RESTORASYON BİZİM YAŞAM ŞEKLİMİZ
Korumacılık esasıyla restorasyon yaptıklarını anlatan Kaplan, “Bizim ilkemiz korumacılık, vicdan, sevmek, sahip çıkmak. Biz var olduğumuz sürece bu ilkelerimiz devam ettirmek istiyoruz. Kendimizi eğitmeye, ekibimizi eğitmeye, yeni bir şeyler öğrenmeye, donanımlarımızı artırmaya devam ediyoruz. Hem insan yatırımımıza hem de teknolojik yatırımımıza devam ediyoruz. Bilgi ve becerilerimizi paylaşmak için her türlü sosyal projeye katkı koyma çalışıyoruz. Birçok üniversiteden gelen genç arkadaşlarımız var. Onlara hem ofisimizde hem sahada staj gibi benzeri konularda faydalandırmaya çalışıyoruz. Restorasyon bizim bir yaşam şeklimiz” diye konuştu.
ÇOK FAZLA ESER VAR
Sahip çıkılması gereken çok daha fazla eserin olduğunu vurgulayan Kaplan, “Sahip çıkmakla birlikte bunların dönemsel olarak bakımlarını, rutin müdahalelerini yapmak gerekiyor.

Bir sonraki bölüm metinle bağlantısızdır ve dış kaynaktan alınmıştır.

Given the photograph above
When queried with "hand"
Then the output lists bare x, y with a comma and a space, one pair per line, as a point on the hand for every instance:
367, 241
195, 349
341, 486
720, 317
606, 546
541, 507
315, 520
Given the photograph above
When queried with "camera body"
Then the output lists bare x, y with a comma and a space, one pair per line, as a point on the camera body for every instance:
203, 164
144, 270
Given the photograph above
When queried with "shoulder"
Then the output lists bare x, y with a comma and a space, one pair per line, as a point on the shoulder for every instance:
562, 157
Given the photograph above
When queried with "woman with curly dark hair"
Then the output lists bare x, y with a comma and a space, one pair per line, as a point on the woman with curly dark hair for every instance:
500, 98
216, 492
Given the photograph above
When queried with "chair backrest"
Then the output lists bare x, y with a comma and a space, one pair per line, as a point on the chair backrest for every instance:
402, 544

Bir eseri sadece dokunmak, ona müdahalede bulunmak yetmiyor. Rutin bakımları da yapılmalı. Öyle eserler var ki yüzyıllardır hiçbir şekilde kullanılmamış atıl durumda. Bunları tekrar eski enerjine kazandırmak, geçmişin mirasını ayağa kaldırmak için yaşatmak da sahip çıkmak da gerekiyor. Çünkü çevre kirliliği, trafik yükü, jeopolitik altyapı değişikliği, hava kirliliği, mevsim değişikliği bunlar eskiden bu kadar fazla değildi. 20 yılda bir yapılan işlemler şimdi 2 yılda bir yapılıyor” şeklinde konuştu.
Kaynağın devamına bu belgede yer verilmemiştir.